物語は監獄を脱走した三人の男たちが道中で巻き起こすドタバタ劇ですが、じつはホメロスの「オデュッセイア」が下敷きに(囚われた主人公の不在で、妻が求婚され、復讐)なっていたりと、ふざけているようでよく考えると深い、見終わった後に何かずしん、としたものが残る、いかにもコーエン兄弟らしい作品です。

音楽に関してですが、まず劇中、最初に逃げ込んだ家で流れるラジオ。

「覚えてて、クッキーやビスケットを作るときは冷えたきれいな水とパピー印の小麦粉を」

とDJが語るのですが、これはアーカンソー州ヘレナのラジオ局から当時デルタ一円に向けて放送されていた「King Biscuit Time」のパロディであることに間違いないでしょう(こちらも、スポンサーは小麦粉の会社)。また、中程、ジョージ・クルーニーが焚き火に新聞をくべるシーンがありますがよく見るとその日付はしっかり1937年となっています。これはロバート・ジョンソンが亡くなる前年です。

途中三人は十字路に佇む、ギターを持った黒人を拾います。これはもちろんロバート・ジョンソンの「クロスロード伝説」のパロディな訳ですが、冒頭でも書いた通り、黒人青年は「トニーだ」と名乗ります。これはロバート・ジョンソンよりもひと世代上のやはりブルースマンだったトミー・ジョンソン(1896–1956)のことだと思われますが、このクロスロード伝説は現在では、トミージョンソンのことだったという説が有力です。安易に「ロバート」としないところが、流石です。もっとも、例えば

(ハウリン)ウルフはトラクターの運転手だったんだ。知ってるかぎりの話じゃ、洞窟から、まったく人里離れた場所から、まる一週間休んだあと這い出てきて、おれたちに演奏してみせた。あいつは魔術師だって思ったね”

ジョニー・シャインズ/ロバート・ジョンスン-伝説的ブルーズマンの生涯

これはジョニー・シャインズがハウリン・ウルフについて語った言ですが、このように、「しばらく見ないと思ったら突然現れ、凄腕のブルースマンになっていた」というのはこの時期のブルースマン達の、ある種の共通したイディオムだったと思われますので、似たような話は当時、いくらでもあったのかもしれません。

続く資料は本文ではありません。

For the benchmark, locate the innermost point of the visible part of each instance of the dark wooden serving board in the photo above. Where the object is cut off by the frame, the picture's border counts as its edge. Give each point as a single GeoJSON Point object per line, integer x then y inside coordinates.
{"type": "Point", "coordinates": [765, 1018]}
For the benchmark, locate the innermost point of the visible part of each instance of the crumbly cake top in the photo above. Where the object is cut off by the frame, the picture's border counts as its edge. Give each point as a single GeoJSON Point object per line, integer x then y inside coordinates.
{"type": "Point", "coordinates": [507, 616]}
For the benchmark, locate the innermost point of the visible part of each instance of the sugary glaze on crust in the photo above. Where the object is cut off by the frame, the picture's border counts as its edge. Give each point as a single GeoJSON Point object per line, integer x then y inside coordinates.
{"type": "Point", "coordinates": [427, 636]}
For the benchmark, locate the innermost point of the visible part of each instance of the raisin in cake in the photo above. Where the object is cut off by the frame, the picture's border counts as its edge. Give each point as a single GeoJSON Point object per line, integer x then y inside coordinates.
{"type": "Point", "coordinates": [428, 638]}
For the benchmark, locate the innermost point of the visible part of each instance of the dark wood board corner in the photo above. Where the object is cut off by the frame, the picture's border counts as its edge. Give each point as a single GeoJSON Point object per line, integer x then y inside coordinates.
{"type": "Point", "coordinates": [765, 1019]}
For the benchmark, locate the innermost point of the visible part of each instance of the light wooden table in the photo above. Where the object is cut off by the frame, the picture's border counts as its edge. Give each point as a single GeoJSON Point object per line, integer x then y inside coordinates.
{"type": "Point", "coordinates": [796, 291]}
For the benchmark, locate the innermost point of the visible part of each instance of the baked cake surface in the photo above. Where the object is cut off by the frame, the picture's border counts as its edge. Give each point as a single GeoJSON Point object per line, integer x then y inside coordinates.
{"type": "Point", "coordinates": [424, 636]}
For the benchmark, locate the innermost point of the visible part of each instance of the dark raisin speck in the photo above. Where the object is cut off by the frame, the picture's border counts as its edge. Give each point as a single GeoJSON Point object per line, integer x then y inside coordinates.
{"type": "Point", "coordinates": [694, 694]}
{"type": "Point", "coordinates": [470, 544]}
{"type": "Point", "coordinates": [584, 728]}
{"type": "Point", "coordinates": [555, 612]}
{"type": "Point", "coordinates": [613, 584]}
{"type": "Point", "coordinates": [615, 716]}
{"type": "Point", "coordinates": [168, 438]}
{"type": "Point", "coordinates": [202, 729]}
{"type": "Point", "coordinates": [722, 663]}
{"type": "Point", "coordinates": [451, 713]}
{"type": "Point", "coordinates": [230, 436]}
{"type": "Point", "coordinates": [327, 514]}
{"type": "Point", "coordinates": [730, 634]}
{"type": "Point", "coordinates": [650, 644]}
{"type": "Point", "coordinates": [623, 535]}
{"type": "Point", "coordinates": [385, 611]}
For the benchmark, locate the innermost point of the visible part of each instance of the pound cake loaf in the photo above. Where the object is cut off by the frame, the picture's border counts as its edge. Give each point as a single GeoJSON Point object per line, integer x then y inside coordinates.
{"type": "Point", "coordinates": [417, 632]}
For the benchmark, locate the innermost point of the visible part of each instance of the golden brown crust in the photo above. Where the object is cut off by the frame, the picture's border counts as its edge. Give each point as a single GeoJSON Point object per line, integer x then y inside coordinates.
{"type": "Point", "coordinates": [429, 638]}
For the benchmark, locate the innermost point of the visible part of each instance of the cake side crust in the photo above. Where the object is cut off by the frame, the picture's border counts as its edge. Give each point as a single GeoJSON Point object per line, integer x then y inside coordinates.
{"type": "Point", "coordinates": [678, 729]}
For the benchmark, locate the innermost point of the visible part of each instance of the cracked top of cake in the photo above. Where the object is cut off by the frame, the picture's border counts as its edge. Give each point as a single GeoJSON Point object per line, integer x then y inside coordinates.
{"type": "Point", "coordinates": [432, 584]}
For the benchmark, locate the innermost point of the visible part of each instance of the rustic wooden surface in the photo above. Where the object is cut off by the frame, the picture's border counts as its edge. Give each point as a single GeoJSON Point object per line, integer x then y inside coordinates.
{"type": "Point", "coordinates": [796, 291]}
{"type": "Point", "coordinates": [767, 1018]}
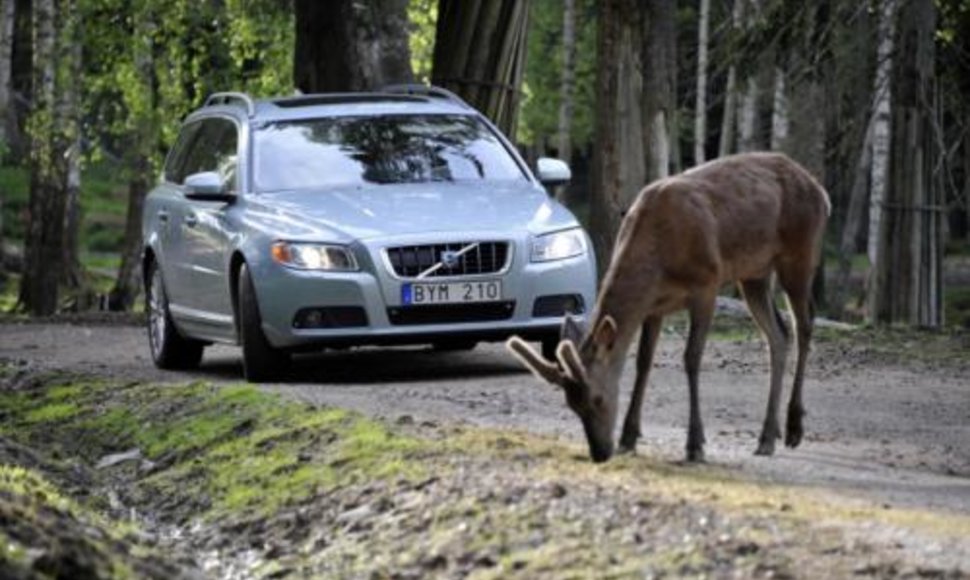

また、焚き火を囲むシーンで、トミージョンソン役(クリス・トーマス・キング)によって歌われるブルースは、スキップ・ジェイムス(1902-1969)の"Hard Time Killing Floor Blues"が使われているところも、渋い。上の動画は本人の晩年のものです。後にCreamが取り上げる"I'm So Glad"で彼はロックファンにも名が知れました。また、劇中の最後で主人公らは、意図せずに上記の「パピー印」という会社の社長でもあり、知事選挙に立候補しているパピー・オダニエル(チャールズ・ダーニング)の選挙協力をしてしまうのですが、これも、そもそもブルースの最初のローカルヒットはW.C.ハンディの「メンフィス・ブルース」だった訳ですが、これは1908年(出版されたのは1912年)にメンフィス市長だったエドワード・クランプの為の選挙応援ソングだった、ということを踏襲しているのかもしれません。

といったように、さすがコーエン兄弟、物語自体も当然ですが、その使われる音楽に関しても精緻に考証され、考え抜かれています。もはや「ブルース映画」と言ってしまっても良いほど、音楽ファンを納得させる内容の映画でした。まだ未見の方は、ぜひ。